There are very few actors for whom age has had little bearing on their star power. Even in their sixties and seventies, they get to be the central characters. Some like Amitabh Bachchan have smoothly transitioned to stories that celebrate their septuagenarian years. Rajinikanth is even luckier, he plays characters that are more or less the same as the ones he played in his thirties and forties, just a grey beard for all the passing years. He still fights, dances and romances young women. Going by the fervor of his fans, he probably doesn’t have a choice.
In his latest outing, Rajinikanth is Karikaalan, or Kaala, for short. A don of Dharavi, he can play gully cricket with the kids as well as slice villains with a sword, or umbrella for that matter. Mumbai is bursting at the seams and the wily rich men have their eyes on the land of Dharavi. And of course, the brains behind the scheme to defraud the poor people of their little possessions is a powerful politician, Hari Dhadha (Nana Patekar). Their paths cross and blood oozes. No prizes for guessing who will win in the end.
The film takes long to come to the point and then never really dwells on it. An hour into the film and the narrative doesn’t seem to be going anywhere. Kaala hardly speaks but everyone around him are incessantly jabbering. There’s also a foreign returned Zareena (Huma Quereshi) who is Kaala’s ex. Either Kaala underwent accelerated ageing or Zareena gulped the youth potion, because they certainly don’t look like they could have been in the same age group at any time.
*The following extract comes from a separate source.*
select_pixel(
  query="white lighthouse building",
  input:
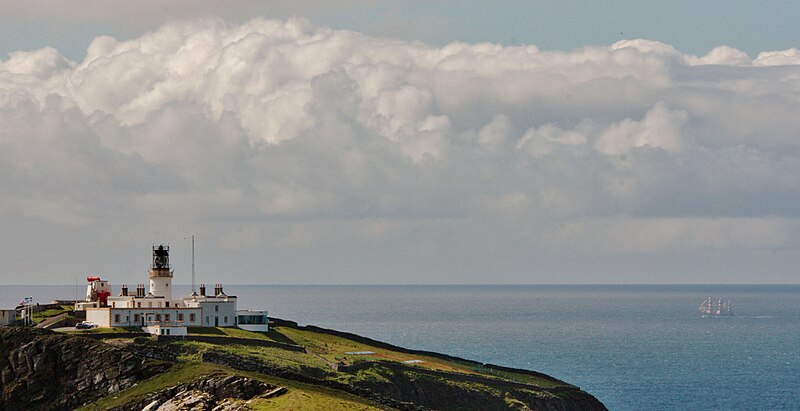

Just when you start to wonder if there’s a plan to the story, help arrives in the form of Nana Patekar. He breathes life into a sagging film. The best scenes are the ones where Nana and Rajini spar with each other. Unfortunately, Nana is underutilized in the film. More screen time is devoted to the extended Dharavi family of Kaala than the politician who is out to get them. Rajini is not just teleported from the eighties and the nineties, the film itself is stuck in that era. The story, the treatment, and the characterization all look and feel dated. The occasional use of cell phones is perhaps the only sign that the film is based in the present times.
There are two ways of watching a Rajinikanth’s film. If you are an unbiased filmgoer, then the ugly cinematic warts are clearly visible. Perception changes if you are a fan. Then it is not just a film, it is a festival. Where it gets hard to follow the dialogues in the din of cheers and whistles. Where just the image of Thalaivar on screen sends the faithful in raptures. Where the tempo is built up even before HE delivers his lines sending the audience into even more raptures. It is almost as if his dialogues have their own “entry”. Even in this age of realistic cinema, Rajini fights dozens of bad guys alone and his one punch sends them flying in air in slow motion every time. For the un-besotted, Kaala is a below average film. But who can argue with those with Rajini tinted glasses for whom the film may be the best thing to have happened in years? To each his own.